The novel orientation primitive. Used for undirected edges between two changing modules — exactly the case where v-structures and Meek's rules together cannot decide direction.

Algorithm

candidates = {changing modules with at least one undirected edge}

while len(candidates) > 1:
    for each candidate c in candidates:
        parents_of_c = {everyone with an edge into c}
                     ∪ {everyone with an undirected edge to c}
        score[c] = independent_change_score(
            parents=data[:, parents_of_c],
            effect =data[:, c],
            surrogate=surrogate,
        )

    sink = argmin(scores)
    orient every undirected edge from sink's parents toward sink
    candidates.remove(sink)

The intuition: under the independent-change principle (Huang & Zhang, 2017), the causal mechanism P(effect | parents) and the cause distribution P(parents) should change independently as the system evolves under non-stationarity.
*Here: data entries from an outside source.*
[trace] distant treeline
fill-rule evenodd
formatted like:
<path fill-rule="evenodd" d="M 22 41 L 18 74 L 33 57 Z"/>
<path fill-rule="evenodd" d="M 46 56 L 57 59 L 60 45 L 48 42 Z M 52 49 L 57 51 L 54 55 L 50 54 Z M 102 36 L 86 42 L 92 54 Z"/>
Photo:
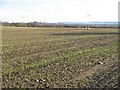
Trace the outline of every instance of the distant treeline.
<path fill-rule="evenodd" d="M 45 23 L 45 22 L 29 22 L 29 23 L 9 23 L 2 22 L 3 26 L 15 27 L 63 27 L 63 28 L 117 28 L 117 24 L 64 24 L 64 23 Z"/>

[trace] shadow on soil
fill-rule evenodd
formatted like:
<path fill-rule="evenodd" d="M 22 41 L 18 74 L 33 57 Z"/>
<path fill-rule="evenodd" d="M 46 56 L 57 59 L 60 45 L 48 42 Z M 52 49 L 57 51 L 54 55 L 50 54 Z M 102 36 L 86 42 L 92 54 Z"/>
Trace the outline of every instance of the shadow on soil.
<path fill-rule="evenodd" d="M 118 32 L 77 32 L 77 33 L 55 33 L 52 35 L 120 35 Z"/>

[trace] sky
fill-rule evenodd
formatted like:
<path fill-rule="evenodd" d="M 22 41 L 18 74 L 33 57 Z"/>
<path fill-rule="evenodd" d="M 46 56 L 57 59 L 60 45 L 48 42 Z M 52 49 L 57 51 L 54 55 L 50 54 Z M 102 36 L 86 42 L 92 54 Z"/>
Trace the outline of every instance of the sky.
<path fill-rule="evenodd" d="M 0 0 L 0 21 L 118 21 L 119 0 Z"/>

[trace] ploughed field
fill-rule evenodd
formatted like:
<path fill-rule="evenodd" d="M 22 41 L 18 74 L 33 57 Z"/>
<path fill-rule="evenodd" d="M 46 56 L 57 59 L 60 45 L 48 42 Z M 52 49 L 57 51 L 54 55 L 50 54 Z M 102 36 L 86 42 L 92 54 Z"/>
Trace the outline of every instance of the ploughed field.
<path fill-rule="evenodd" d="M 118 30 L 3 27 L 3 88 L 117 87 Z"/>

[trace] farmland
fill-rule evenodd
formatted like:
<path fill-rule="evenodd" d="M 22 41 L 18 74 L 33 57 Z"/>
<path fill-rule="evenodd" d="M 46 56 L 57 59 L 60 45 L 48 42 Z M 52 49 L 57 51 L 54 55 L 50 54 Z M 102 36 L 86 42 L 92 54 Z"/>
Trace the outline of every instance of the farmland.
<path fill-rule="evenodd" d="M 3 27 L 2 87 L 117 87 L 117 32 Z"/>

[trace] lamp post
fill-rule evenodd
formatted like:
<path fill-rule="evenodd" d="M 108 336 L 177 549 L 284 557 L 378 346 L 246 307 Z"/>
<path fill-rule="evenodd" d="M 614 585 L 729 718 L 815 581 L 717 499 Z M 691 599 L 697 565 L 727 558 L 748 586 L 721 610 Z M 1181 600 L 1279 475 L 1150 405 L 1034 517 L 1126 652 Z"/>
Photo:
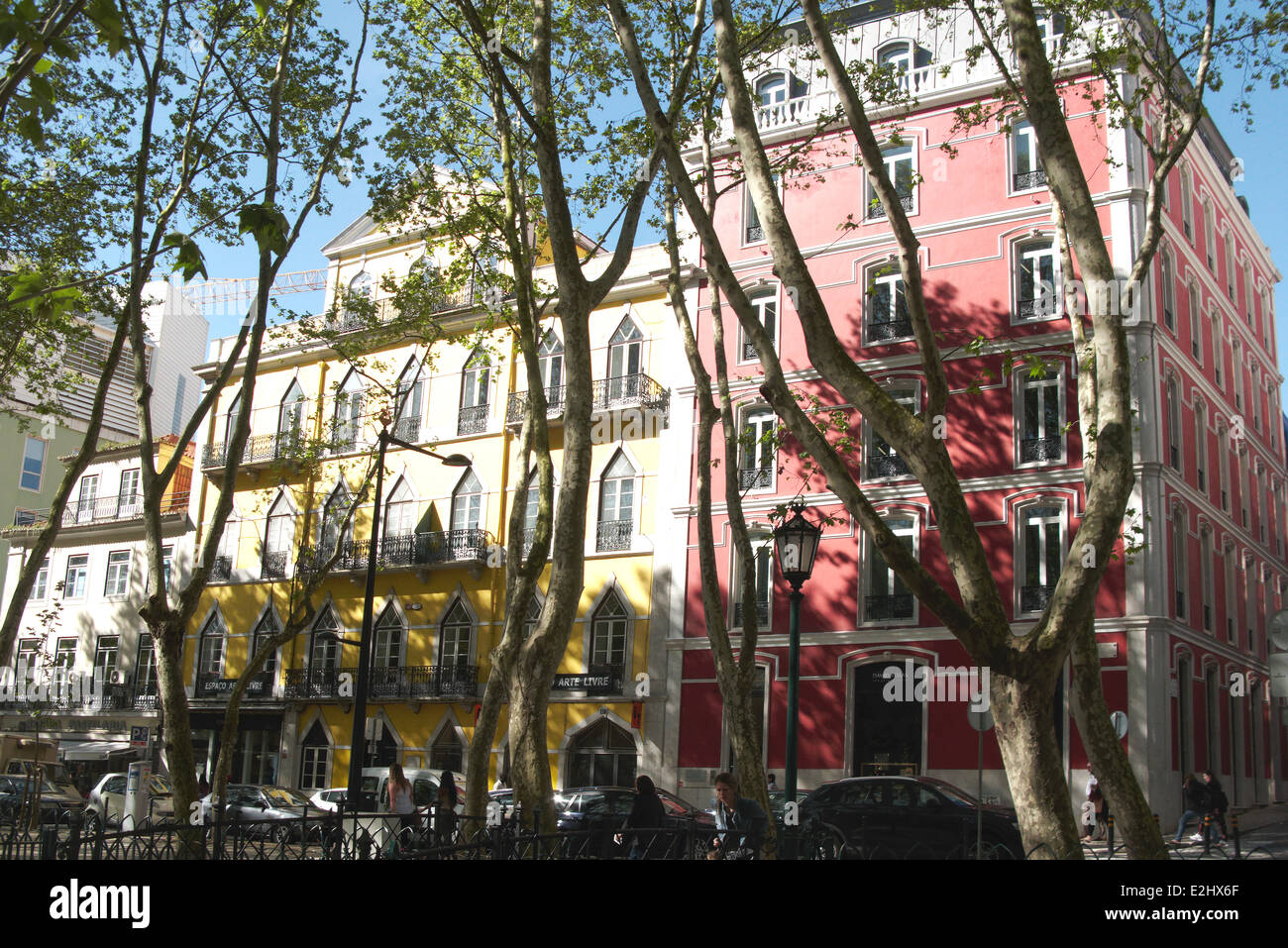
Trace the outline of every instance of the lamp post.
<path fill-rule="evenodd" d="M 774 531 L 778 569 L 792 587 L 792 618 L 788 635 L 790 662 L 787 672 L 787 801 L 796 801 L 796 728 L 800 719 L 801 675 L 801 585 L 814 572 L 814 555 L 823 531 L 805 519 L 805 504 L 795 501 L 792 517 Z"/>
<path fill-rule="evenodd" d="M 376 600 L 376 553 L 380 545 L 380 495 L 385 483 L 385 451 L 390 444 L 397 444 L 401 448 L 437 459 L 448 468 L 469 468 L 473 464 L 465 455 L 448 455 L 444 457 L 429 448 L 422 448 L 402 438 L 395 438 L 389 434 L 389 417 L 381 416 L 380 421 L 380 451 L 376 455 L 376 498 L 371 509 L 371 546 L 367 550 L 367 585 L 362 596 L 362 638 L 358 640 L 358 680 L 353 696 L 353 733 L 349 738 L 349 790 L 345 793 L 345 802 L 354 818 L 354 833 L 357 833 L 358 805 L 362 795 L 362 761 L 366 756 L 367 680 L 371 676 L 371 613 Z M 359 751 L 359 748 L 363 750 Z"/>

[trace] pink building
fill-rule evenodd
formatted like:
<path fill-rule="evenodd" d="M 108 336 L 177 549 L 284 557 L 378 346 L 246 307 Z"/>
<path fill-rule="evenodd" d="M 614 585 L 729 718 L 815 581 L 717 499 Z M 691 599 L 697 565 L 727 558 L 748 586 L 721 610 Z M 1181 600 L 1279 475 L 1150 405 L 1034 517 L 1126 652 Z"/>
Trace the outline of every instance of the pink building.
<path fill-rule="evenodd" d="M 935 27 L 921 14 L 889 15 L 882 9 L 851 10 L 837 44 L 848 61 L 890 64 L 896 81 L 916 97 L 898 122 L 890 109 L 877 112 L 878 134 L 889 142 L 885 158 L 922 245 L 927 304 L 943 334 L 954 392 L 947 419 L 949 451 L 996 563 L 1012 627 L 1023 634 L 1046 605 L 1084 504 L 1078 367 L 1056 289 L 1061 273 L 1052 249 L 1050 192 L 1032 130 L 1019 117 L 970 134 L 954 131 L 954 107 L 987 98 L 997 85 L 988 63 L 967 66 L 965 52 L 974 41 L 969 22 Z M 1059 21 L 1046 26 L 1052 53 L 1063 50 L 1066 75 L 1078 76 L 1077 40 Z M 804 26 L 797 28 L 808 37 Z M 815 116 L 835 107 L 827 80 L 814 73 L 813 66 L 795 63 L 790 50 L 748 68 L 772 156 L 782 146 L 805 142 Z M 1088 85 L 1095 91 L 1090 82 L 1066 88 L 1065 108 L 1110 254 L 1126 274 L 1144 229 L 1148 158 L 1133 131 L 1109 128 L 1105 113 L 1088 106 Z M 956 157 L 940 148 L 944 143 L 956 147 Z M 814 170 L 788 174 L 783 205 L 854 359 L 899 399 L 922 406 L 925 384 L 903 287 L 890 265 L 896 245 L 855 156 L 849 133 L 832 126 L 815 135 L 806 146 Z M 1278 424 L 1283 379 L 1270 312 L 1279 273 L 1234 193 L 1230 158 L 1216 128 L 1206 122 L 1170 182 L 1162 250 L 1139 318 L 1128 328 L 1140 359 L 1131 523 L 1144 531 L 1148 546 L 1124 556 L 1119 545 L 1097 600 L 1105 696 L 1110 710 L 1126 714 L 1132 764 L 1164 820 L 1179 811 L 1181 777 L 1199 768 L 1217 773 L 1235 805 L 1288 797 L 1284 699 L 1269 693 L 1266 641 L 1267 618 L 1283 607 L 1288 576 Z M 717 225 L 735 272 L 753 287 L 788 380 L 859 422 L 810 367 L 792 301 L 772 274 L 744 188 L 720 204 Z M 710 366 L 708 285 L 698 289 L 697 304 L 699 344 Z M 969 354 L 963 346 L 976 336 L 994 341 L 981 354 Z M 735 327 L 726 331 L 726 344 L 741 424 L 760 435 L 775 419 L 757 392 L 755 349 Z M 1045 377 L 1028 371 L 1027 359 L 1034 354 L 1047 363 Z M 692 411 L 692 399 L 679 401 Z M 739 468 L 750 520 L 768 523 L 774 506 L 802 492 L 797 447 L 788 439 L 775 452 L 759 447 L 729 459 Z M 719 450 L 717 438 L 717 457 Z M 863 428 L 853 468 L 895 533 L 947 582 L 935 513 L 904 462 Z M 804 495 L 810 517 L 836 515 L 837 522 L 826 528 L 814 576 L 804 587 L 801 786 L 921 773 L 974 792 L 976 737 L 967 705 L 882 697 L 884 672 L 891 665 L 944 668 L 970 665 L 970 658 L 903 589 L 822 478 L 810 480 Z M 681 792 L 705 802 L 714 773 L 732 760 L 703 629 L 696 501 L 694 491 L 692 506 L 676 513 L 688 519 L 687 547 L 672 551 L 675 569 L 687 580 L 677 577 L 683 594 L 672 600 L 668 696 L 677 703 L 680 726 L 666 760 Z M 729 595 L 733 547 L 721 522 L 719 477 L 715 501 L 717 556 Z M 766 768 L 781 775 L 788 587 L 770 562 L 768 544 L 757 576 L 764 755 Z M 735 599 L 729 599 L 729 620 L 738 629 Z M 1081 801 L 1087 759 L 1069 715 L 1066 684 L 1068 671 L 1055 698 L 1057 739 L 1070 796 Z M 984 795 L 1009 800 L 990 734 L 984 768 Z"/>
The score quantifies the dependence between kernel representations of these two distributions as functions of the surrogate. Lower means more independent → stronger evidence the assumed direction is correct → the candidate really is a sink.

Independent change principle: details

For each candidate-as-sink, the score is computed as follows.

  1. Standardize parents, effect, and surrogate (zero mean, unit std).
  2. Build Gaussian kernel matrices K_x, K_y, K_t for the three.
  3. Module 1 — P(effect | parents): Mₗ = (1/T²) · K_t · (K_x³ ⊙ (invK · K_y · invK)) · K_t where invK = (K_x ⊙ K_t + λ I)⁻¹. Convert Mₗ to a Gaussian-kernel form via the inner-product → squared-distance identity.
  4. Module 2 — P(parents): Mₗ' = K_t · (K_t + λ I)⁻¹ · K_x · (K_t + λ I)⁻¹ · K_t. Convert similarly.
  5. HSIC-style dependence statistic: double-center both modules with H = I - 1/T · 1 1ᵀ, then compute (1/T²) · sum(M_centered ⊙ M'_centered).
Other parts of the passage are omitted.